Art enarcó una ceja. Le dolió.

—Tejanos —dijo Adán, y rió—. Mi hermano y yo vamos a San Diego, compramos tejanos y los pasamos clandestinamente por la frontera. Los vendemos libres de impuestos en la parte trasera de un camión. Te sorprendería saber cuánto dinero se gana.

—Pensaba que ibas a la universidad. ¿Qué era?, ¿contabilidad?

—Hay que tener algo que contar —dijo Adán.

—¿Tu tío sabe lo que haces para pagarte las cervezas?

—Tío lo sabe todo —dijo Adán—. Cree que es frivolo. Quiere que me dedique a algo «serio». Pero el negocio de los tejanos es bueno. Aporta algo de dinero hasta que lo del boxeo despegue. César será campeón. Ganaremos millones.

—¿Has intentado boxear? —preguntó Art.

Adán sacudió la cabeza.

—Soy pequeño, pero lento. Raúl es el luchador de la familia.

—Bien, creo que yo he librado mi último combate.

—Creo que es una buena idea.

Los dos rieron.

Es curiosa la forma en que se forjan las amistades.

Art pensaría en eso unos años después. Un combate de entrenamiento, una noche de borrachera, una tarde en la terraza de un café. Conversación, ambiciones compartidas mientras se suceden platos, botellas y horas compartidas. Un torneo de chorradas. Risas.

Art pensaría en eso, cuando se dio cuenta de que, hasta que no conoció a Adán Barrera, no había tenido amigos.

Tenía a Althie, pero eso era diferente.

Puedes describir a tu mujer como tu mejor amiga, pero no es lo mismo. No es el rollo masculino, el hermano que nunca tuviste, el tipo con el que te vas de copas.

Cuates, amigos
, casi
hermanos
.

Cuesta saber cómo ocurre.

Tal vez lo que Adán vio en Art fue lo que no encontraba en su hermano: una inteligencia, una seriedad, una madurez de las que él carecía pero anhelaba. Tal vez lo que Art vio en Adán... Joder, durante años intentaría explicarlo, incluso a sí mismo. Era solo que, en aquellos tiempos, Adán Barrera era un buen chico. Realmente lo era, o al menos lo parecía. Fuera lo que fuese lo que dormía en su interior...

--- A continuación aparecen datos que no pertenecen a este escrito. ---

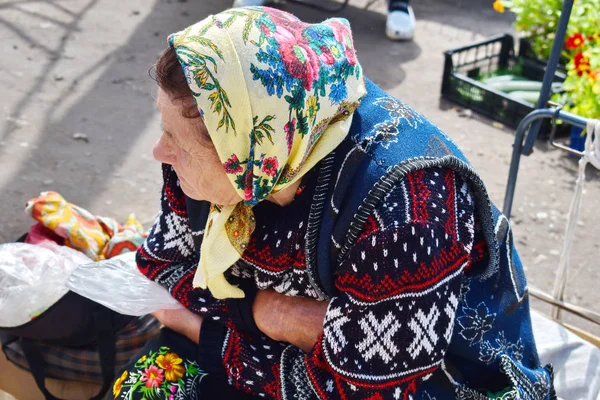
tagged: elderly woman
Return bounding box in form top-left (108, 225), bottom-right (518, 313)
top-left (114, 7), bottom-right (554, 400)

Tal vez duerme en el fondo de todos nosotros, pensaría más tarde Art.

En mi interior se ocultaba, ya lo creo. El poder del perro.

Fue Adán, inevitablemente, quien le presentó a Tío.

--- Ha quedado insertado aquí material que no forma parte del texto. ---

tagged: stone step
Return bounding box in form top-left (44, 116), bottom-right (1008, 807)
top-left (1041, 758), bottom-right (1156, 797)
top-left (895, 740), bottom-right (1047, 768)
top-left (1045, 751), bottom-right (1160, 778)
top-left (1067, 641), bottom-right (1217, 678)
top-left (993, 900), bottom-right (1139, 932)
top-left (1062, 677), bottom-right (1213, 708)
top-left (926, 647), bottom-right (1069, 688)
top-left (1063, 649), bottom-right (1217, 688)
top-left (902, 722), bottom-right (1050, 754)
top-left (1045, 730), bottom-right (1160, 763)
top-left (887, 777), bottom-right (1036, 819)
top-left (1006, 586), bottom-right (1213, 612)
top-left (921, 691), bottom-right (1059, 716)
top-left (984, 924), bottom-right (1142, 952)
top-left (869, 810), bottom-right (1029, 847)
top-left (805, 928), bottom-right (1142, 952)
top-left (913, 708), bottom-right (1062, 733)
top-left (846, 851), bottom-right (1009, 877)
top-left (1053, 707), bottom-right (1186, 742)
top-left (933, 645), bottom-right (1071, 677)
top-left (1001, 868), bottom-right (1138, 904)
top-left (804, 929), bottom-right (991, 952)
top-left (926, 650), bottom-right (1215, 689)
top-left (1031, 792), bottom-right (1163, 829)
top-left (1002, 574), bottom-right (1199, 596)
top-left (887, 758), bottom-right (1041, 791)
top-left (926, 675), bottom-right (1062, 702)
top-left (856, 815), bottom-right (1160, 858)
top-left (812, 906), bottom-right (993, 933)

Seis semanas después, Art estaba tumbado en su cama de la habitación del hotel viendo un partido de fútbol en la tele, sintiéndose como una mierda porque Tim Taylor acababa de recibir la autorización para trasladarle. Supongo que me enviará a Iowa para comprobar que las farmacias cumplen las normas de prescripción de medicamentos para el resfriado o algo por el estilo, pensó Art.

Carrera terminada.

Alguien llamó a la puerta.

Art la abrió y vio a un hombre con traje negro, camisa blanca y fina corbata negra. El pelo peinado hacia atrás a la vieja usanza, bigotillo, ojos tan negros como la medianoche.

Unos cuarenta años, con una seriedad del Viejo Mundo.

—Señor Keller, perdone por entrometerme en su privacidad —dijo—. Me llamo Miguel Ángel Barrera, de la policía estatal de Sinaloa. Me pregunto si podría robarle unos minutos de su tiempo.

Por supuesto, pensó Art, y le invitó a entrar. Por suerte, a Art le quedaba casi toda una botella de whisky, abandonada tras una serie de noches solitarias, de modo que pudo ofrecer una copa al hombre. Barrera la aceptó y ofreció a Art un delgado habano.

—Lo dejé —dijo Art.

—¿Le importa que fume?

—Viviré indirectamente por mediación de usted —contestó Art.

Buscó a su alrededor un cenicero y descubrió uno. Después, los dos hombres se sentaron a una pequeña mesa junto a la ventana. Barrera miró a Art unos segundos, como si meditara sobre algo.